'Private Life' Laughs at Infertility. Who Will Laugh Along?


I think I have a very strong sense of humor, fromJoan Rivers to Sarah Silverman; Chris Rock to Katt Williams. Slapstick. Spit-takes. Even that old joke about the aristocrats.

F or the life of me, though, I can't wrap my head around a comedy about infertility.

But, maybe it's just me.

Private Life premiered at Sundance Film Festival in January 2018. Starring Kathryn Hahn, Kayli Carter, and Paul Giamatti (pictured), the story begins after a couple's quest to become parents is already quite old. Molly Shannon and John Carroll Lynch round out the cast.

Variety says the film features "a comic array of intrusive humiliations" and "most of this stuff is sharply, at times squeamishly, funny, though the laughter also catches in our throats, since Private Life is built around a core of heartbreak."

Fun?

Botched adoption, IVF,inappropriately peppy docs, surrogacy, medical debt, planned sex -- the gang's all here, and things that should be private rarely are.

It turns out that the script for Private Life was written by its writer-director Tamara Jenkins (below). Ms. Jenkins, 55 wrote about her own efforts to have a child. Vanity Fair called the movie "a poignant, but hilarious struggle with infertility." Was that truly her experience? She and her husband are now parents of an eight-year-old son, and her first film, The Savages, scored an Oscar nomination in 2007,

Ms. Jenkins told IndieWire:

“I wasn’t young. I was suddenly confronted with the world of assisted reproduction and adoption. We were looking at international adoption, we were doing IVF. I thought, ‘There’s no fucking way I’m writing about this shit.’ But when I emerged from my own soup and looked around at all these people who were having the same fertility dramas, there was a mini-epidemic among all the people I knew.”

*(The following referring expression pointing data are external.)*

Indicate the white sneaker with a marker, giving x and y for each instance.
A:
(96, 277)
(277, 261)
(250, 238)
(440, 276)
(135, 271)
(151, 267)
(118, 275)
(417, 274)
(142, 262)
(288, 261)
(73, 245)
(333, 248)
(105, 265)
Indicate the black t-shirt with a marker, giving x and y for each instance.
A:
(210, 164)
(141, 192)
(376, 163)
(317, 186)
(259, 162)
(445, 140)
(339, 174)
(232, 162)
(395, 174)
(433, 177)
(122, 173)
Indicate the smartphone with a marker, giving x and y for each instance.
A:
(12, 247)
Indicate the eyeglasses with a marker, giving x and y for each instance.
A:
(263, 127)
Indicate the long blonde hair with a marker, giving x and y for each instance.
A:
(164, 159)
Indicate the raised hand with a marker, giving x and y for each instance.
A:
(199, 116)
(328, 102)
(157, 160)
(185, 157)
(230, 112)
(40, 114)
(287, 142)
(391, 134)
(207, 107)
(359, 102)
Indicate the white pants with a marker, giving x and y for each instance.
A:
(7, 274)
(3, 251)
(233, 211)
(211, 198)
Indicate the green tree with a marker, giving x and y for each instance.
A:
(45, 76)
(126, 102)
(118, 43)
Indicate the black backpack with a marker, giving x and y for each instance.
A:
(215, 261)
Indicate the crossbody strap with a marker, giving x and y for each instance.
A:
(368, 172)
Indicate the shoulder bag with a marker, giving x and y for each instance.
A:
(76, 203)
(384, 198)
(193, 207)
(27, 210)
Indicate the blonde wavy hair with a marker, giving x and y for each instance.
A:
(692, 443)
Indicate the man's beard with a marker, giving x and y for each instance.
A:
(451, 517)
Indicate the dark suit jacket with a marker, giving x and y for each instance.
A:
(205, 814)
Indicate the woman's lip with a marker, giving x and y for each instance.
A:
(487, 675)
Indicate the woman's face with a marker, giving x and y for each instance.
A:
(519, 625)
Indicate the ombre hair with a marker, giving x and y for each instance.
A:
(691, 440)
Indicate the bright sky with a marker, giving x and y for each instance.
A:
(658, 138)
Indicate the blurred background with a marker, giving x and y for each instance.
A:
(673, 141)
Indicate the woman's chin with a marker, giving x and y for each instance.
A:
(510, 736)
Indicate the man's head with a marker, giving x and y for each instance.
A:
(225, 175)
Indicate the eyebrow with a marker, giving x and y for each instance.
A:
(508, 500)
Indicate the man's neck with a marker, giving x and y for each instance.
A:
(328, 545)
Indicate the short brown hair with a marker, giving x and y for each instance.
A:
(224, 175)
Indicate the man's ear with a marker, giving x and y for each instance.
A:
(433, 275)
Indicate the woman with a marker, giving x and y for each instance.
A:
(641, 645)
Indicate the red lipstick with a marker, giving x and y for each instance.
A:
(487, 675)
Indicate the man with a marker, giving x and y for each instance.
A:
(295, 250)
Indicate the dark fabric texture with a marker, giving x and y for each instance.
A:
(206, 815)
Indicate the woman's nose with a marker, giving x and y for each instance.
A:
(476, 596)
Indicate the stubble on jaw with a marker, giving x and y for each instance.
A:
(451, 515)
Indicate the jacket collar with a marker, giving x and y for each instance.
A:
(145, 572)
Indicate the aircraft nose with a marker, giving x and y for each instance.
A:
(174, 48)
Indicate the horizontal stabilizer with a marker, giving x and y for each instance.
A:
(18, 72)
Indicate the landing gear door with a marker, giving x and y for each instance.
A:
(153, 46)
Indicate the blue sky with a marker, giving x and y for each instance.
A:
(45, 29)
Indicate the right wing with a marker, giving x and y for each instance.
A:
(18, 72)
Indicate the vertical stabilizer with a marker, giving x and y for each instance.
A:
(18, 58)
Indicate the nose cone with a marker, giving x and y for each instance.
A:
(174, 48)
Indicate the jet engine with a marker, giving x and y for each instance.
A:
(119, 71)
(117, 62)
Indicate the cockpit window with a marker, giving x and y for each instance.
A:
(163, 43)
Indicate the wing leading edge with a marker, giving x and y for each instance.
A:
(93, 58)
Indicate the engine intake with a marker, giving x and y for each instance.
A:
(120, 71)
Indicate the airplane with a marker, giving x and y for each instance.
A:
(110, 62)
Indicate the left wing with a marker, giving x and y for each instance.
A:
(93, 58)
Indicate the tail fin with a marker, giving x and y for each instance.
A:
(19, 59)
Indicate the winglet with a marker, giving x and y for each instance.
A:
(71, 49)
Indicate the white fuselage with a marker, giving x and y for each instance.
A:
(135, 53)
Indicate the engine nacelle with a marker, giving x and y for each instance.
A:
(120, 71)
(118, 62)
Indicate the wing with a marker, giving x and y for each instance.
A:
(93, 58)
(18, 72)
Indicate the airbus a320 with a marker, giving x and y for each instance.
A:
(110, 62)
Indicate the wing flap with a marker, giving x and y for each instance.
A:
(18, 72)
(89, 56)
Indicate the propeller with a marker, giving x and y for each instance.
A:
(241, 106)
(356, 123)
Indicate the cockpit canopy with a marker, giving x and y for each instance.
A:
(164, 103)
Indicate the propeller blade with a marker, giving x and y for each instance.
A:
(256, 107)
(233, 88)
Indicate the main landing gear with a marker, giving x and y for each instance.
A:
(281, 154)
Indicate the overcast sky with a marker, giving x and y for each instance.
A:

Helpfully, she also has said, "You start really seeing the frayed story of what infertility does to a marriage. It can destroy marriages. They have intense flareups and find some kind of calm afterwards. Ultimately, it’s very hopeful.”

I think it's important to note that men were the movie's reviewers at Variety, USA Today and Indie Wire. But then I went to Vox.com where Alissa Wilkinson called Private Life "a joy to watch whether or not you’ve shared their experience."

Knowing all that, I'll watch. I'll try to be open-minded. But I know I'm not the only childless by chance NotMom not expecting to laugh much at all.

Private Life premieres on Netflix on September 21`, 2018.